Sapporo Ryūtsū Center AXES Sapporo
- Interactive map of Sapporo Ryūtsū Center AXES Sapporo
- Address: 4-3-55 Shiroishi-ku
- Location: Shiroishi-ku, Sapporo, Hokkaido
- Coordinates: 43°02′18″N 141°27′00″E﻿ / ﻿43.038444°N 141.450007°E,
- Owner: Sapporo Industrial Distribution Promotion Association

Construction
- Opened: 1984

Website
- Official site

= Sapporo Ryūtsū Center =

Convention center located in Shiroishi-ku, Sapporo, Hokkaido, Japan

Sapporo Ryūtsū Center (札幌流通総合会館) also known as AXES Sapporo (アクセスサッポロ), is a convention center located in Shiroishi-ku, Sapporo, Hokkaido, Japan.

== Overview ==
Opened in March 1984, this multipurpose center comprises a large indoor exhibition area of approximately 5,000 m^{2}, and a separated building with: a reception hall, special meeting rooms, class rooms and conference rooms and also a free space in every one of its 3 floors. In addition to this it also includes a large outdoor exhibition area of approximately 2,400 m^{2}.

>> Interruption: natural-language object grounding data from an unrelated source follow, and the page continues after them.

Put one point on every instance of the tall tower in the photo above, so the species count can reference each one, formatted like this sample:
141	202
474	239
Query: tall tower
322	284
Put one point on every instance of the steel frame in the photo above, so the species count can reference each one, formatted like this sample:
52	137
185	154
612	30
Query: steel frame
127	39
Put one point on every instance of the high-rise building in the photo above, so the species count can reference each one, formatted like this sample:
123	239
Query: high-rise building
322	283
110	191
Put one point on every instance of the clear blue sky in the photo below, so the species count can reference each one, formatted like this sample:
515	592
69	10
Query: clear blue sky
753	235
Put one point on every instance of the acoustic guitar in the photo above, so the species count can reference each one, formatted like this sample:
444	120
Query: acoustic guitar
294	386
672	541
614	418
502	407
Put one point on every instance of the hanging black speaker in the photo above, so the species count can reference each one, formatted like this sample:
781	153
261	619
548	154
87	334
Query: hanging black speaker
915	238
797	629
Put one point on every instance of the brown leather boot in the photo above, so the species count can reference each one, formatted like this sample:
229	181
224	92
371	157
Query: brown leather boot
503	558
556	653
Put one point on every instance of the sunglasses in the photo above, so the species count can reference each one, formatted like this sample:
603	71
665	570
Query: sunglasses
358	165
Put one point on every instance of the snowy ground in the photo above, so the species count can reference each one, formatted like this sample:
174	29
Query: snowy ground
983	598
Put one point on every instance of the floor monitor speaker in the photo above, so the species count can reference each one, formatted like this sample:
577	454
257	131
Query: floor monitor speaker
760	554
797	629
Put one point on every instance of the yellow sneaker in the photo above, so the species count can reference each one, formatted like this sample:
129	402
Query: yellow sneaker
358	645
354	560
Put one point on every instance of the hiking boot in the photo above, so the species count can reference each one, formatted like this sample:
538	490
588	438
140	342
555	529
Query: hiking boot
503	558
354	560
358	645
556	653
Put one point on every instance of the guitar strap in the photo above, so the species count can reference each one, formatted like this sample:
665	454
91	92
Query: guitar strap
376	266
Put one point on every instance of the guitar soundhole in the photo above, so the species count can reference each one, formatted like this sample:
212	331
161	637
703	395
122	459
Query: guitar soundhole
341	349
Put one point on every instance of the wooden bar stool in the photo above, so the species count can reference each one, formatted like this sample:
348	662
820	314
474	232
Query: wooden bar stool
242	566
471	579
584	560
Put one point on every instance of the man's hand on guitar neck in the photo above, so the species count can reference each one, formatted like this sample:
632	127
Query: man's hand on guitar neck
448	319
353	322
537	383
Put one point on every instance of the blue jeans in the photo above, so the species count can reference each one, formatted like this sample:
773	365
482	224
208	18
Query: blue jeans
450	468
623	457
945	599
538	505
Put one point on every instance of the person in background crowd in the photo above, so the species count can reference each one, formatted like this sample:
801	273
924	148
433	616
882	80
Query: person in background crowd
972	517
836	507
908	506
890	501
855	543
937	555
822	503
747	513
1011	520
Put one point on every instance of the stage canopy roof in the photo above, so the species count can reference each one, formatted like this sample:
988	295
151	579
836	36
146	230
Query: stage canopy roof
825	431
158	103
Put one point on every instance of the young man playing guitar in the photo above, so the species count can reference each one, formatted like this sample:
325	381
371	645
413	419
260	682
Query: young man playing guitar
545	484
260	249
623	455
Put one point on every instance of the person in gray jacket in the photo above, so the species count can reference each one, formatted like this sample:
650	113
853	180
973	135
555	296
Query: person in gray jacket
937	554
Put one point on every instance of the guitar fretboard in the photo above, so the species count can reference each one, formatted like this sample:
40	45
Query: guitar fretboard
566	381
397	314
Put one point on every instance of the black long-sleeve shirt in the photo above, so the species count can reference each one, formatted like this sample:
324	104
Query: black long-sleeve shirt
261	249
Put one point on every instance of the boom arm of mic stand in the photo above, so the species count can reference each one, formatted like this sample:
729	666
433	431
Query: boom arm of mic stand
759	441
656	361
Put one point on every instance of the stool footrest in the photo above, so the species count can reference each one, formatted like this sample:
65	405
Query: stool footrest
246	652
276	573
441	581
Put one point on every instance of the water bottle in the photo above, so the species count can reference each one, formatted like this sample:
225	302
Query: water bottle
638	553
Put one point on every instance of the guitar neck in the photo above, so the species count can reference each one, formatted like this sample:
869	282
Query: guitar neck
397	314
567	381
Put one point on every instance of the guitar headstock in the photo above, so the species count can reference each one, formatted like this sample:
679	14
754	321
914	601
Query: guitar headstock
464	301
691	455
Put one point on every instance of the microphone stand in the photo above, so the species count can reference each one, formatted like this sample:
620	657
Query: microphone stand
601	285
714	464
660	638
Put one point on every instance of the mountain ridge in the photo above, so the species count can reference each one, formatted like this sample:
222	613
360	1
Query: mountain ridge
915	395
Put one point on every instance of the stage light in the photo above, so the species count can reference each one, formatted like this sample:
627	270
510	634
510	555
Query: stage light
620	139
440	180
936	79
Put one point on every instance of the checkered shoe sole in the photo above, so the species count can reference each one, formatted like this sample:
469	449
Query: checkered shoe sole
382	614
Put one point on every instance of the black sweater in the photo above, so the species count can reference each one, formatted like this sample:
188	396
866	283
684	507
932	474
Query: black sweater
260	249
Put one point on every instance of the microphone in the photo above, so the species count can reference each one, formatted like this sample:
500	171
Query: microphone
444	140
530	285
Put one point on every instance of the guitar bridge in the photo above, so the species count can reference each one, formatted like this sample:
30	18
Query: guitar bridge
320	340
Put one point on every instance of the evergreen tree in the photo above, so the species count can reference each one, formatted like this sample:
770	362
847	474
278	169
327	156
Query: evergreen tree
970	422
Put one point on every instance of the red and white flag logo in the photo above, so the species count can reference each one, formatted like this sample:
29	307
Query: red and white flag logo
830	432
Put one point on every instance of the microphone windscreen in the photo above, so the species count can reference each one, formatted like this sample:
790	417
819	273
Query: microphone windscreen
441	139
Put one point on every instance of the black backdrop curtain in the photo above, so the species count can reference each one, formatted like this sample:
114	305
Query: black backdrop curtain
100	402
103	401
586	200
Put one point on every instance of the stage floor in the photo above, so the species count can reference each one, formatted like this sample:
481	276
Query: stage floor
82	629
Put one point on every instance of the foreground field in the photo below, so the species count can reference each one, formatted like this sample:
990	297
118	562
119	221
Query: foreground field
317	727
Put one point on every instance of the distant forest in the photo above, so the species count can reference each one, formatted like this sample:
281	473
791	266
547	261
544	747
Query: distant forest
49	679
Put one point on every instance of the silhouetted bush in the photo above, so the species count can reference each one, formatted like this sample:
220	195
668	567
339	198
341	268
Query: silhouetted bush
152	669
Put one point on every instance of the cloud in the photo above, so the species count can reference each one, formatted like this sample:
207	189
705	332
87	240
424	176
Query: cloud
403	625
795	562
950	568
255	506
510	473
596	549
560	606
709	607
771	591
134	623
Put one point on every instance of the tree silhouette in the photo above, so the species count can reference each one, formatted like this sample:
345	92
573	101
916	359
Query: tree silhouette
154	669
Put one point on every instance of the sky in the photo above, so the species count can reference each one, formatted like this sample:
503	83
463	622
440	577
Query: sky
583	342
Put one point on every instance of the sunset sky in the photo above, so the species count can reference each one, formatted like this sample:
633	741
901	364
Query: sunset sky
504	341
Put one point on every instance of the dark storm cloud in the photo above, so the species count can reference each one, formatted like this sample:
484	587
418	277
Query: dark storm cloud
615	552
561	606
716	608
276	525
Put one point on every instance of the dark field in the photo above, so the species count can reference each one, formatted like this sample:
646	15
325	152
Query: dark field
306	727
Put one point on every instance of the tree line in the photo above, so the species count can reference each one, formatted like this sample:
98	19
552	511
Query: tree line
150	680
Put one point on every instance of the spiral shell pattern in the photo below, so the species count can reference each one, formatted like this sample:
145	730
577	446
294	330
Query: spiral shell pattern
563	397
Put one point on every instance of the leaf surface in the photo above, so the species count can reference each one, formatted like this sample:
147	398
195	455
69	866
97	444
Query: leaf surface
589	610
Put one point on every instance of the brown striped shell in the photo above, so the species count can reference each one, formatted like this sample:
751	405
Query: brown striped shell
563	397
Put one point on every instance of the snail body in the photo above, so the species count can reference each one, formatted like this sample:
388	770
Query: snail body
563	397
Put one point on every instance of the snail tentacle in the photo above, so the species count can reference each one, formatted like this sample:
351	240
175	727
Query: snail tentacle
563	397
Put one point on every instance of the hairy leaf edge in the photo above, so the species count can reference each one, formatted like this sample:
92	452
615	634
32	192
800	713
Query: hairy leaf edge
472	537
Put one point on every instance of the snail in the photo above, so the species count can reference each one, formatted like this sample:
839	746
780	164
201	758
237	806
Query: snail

So far, has been used for conferences, business conventions, commercial training programs, as well as automobile exhibitions (the Sapporo Auto Salon), and all kinds of fairs and expositions (the Health & Beauty Fair Sapporo).

Sapporo Ryūtsū Center was also used as a basketball venue for the Rera Kamuy Hokkaido team in 2010.

== Access ==
- Tōzai Line: 20 minutes walk from Ōyachi Station.
- JR Hokkaido: 20 minutes walk from Atsubetsu Station.